Misperception makes for strange bedfellows.

While speaking with Ryan McMaken about his important essay on anti-bourgeois and anti-liberal themes in Westerns, it occurred to me that his libertarian critics display an ironic interpretive error. As Ryan commented:

In response to my piece on Westerns, I had more than one reader write that the portrayal of railroads and banks in Westerns as bad guys is really a commentary on corporatism and not on capitalism. Since government was so much involved with banks and railroads in real life, they say, the anti-business sentiment is really anti-government…I'm sympathetic to this point of view since it's the one I started with when I began working on this project. The problem with this theory though is that it is not reflected in the films and is nothing more than libertarian wishful thinking.

"That's Strauss!" I said.

In Persecution and the Art of Writing, the political philosopher Leo Strauss – whose students at the University of Chicago included Allan Bloom and Paul Wolfowitz – claims certain texts have exoteric (public) messages that conceal esoteric teachings, "hidden treasures which disclose themselves only after very long, never easy, but always pleasant work." The political contexts for esoteric writings are tyrannical:

Exoteric literature presupposes that there are basic truths which would not be pronounced in public by any decent man, because they would do harm to many people who, having been hurt, would naturally be inclined to hurt in turn him who pronounces the unpleasant truths. It presupposes, in other words, that freedom of inquiry, and of publication of all results of inquiry, is not guaranteed as a basic right. This literature is then essentially related to a society that is not liberal.

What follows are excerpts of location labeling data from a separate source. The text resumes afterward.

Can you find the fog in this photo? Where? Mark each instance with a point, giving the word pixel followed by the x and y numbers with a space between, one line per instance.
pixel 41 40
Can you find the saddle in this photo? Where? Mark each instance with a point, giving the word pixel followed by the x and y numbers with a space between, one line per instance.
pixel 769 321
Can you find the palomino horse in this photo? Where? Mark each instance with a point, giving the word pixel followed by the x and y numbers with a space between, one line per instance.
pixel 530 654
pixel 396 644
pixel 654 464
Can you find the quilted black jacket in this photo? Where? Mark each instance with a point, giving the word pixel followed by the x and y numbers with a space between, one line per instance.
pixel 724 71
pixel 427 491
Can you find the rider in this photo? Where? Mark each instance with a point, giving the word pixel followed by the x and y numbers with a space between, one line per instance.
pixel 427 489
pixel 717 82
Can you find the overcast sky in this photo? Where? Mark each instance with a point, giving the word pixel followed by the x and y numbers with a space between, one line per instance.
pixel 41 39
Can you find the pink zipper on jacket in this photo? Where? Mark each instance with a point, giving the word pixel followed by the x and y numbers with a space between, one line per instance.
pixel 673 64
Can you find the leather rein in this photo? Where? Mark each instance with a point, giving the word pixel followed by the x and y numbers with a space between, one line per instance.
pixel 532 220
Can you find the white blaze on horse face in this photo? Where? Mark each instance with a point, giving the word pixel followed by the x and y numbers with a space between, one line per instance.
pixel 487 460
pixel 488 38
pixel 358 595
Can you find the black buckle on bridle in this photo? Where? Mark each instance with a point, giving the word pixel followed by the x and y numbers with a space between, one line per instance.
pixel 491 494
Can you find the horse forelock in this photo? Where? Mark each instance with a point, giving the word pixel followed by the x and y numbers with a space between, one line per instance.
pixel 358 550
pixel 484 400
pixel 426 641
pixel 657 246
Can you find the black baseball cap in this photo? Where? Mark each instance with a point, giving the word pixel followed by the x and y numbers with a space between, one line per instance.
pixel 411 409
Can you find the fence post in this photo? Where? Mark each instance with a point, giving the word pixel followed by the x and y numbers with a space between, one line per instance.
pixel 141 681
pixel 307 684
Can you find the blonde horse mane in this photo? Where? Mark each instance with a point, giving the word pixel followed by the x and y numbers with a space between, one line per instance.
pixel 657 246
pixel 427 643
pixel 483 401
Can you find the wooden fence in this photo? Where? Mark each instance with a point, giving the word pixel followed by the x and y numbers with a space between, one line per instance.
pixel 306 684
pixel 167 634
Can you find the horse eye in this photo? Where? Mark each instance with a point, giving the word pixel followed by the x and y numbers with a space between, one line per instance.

Thus, "The exoteric teaching was needed for protecting philosophy. It was the armor in which philosophy had to appear." Strauss examines exoteric armor in thinkers such as Plato, Maimonides, and Machiavelli.

The exoteric-esoteric distinction isn't an intellectual fiction. As Shadia Drury (no Strauss enthusiast) notes about Maimonides in Leo Strauss and the American Right:

Strauss is quite right to point to the esoteric nature of Maimonides's writing. Maimonides himself calls attention to the secretive nature of his work. In the introduction to The Guide of the Perplexed, he warns his readers that his book is filled with hints, equivocations, and even contradictions; he insists that nothing in it is haphazard, and all of his diction is chosen with "great exactness and exceeding precision."

In a modern context, a journalist in East Germany or Iran today might exoterically denounce certain Western music and movies with the esoteric intention of making their countrymen aware of and interested in this art.

Inherently unobjectionable, esotericism becomes nonsense when applied without evidence or credible inference. Consider this photo of Ryan and I at this year's Austrian Scholars Conference.

"Note McMaken's black jacket and Kantor's blue shirt," says the eager esotericist. "Exoterically they're reflecting clothing preferences, but esoterically they're promoting the 1976 Rolling Stones album Black and Blue!" (I was ignorant of the album at the time, so this quite creative claim wouldn't be persuasive.)

In his discussion of Strauss and esotericism, David Gordon quotes Murray Rothbard on Strauss's Thoughts on Machiavelli, which claims great significance in "Machiavelli's use of the number 26 or, more precisely, of 13 and multiples of 13":

…it is one thing to look for circumspection, and quite another to construct a veritable architectonic of myth and conjecture based on the assumption of Machiavelli as an omniscient Devil, writing on a dozen different levels of "hidden meaning." The Straussian ratiocination is generally so absurd as to be a kind of scholar's version of the Great Pyramid crackpots.

A related absurd conjecture is that the Westerns Ryan examines contain exoteric anti-business messages and esoteric anti-state messages. As he observes regarding the depiction of railroad companies:

Very rarely do the movies that feature greedy railroads ever contain anything about the government’s historical control of the venture…There’s nothing there with a libertarian, pro-business message. We’d just like to believe it’s there. Let's face it, both the text and subtext say that big businesses can't be trusted and they'll steal from you and ruin your life.

It's unpleasant to acknowledge that a dearly regarded work of art has lousy themes; the mind wants the text to accommodate its outlook. What entertains us, however, should not erode intellectual honesty.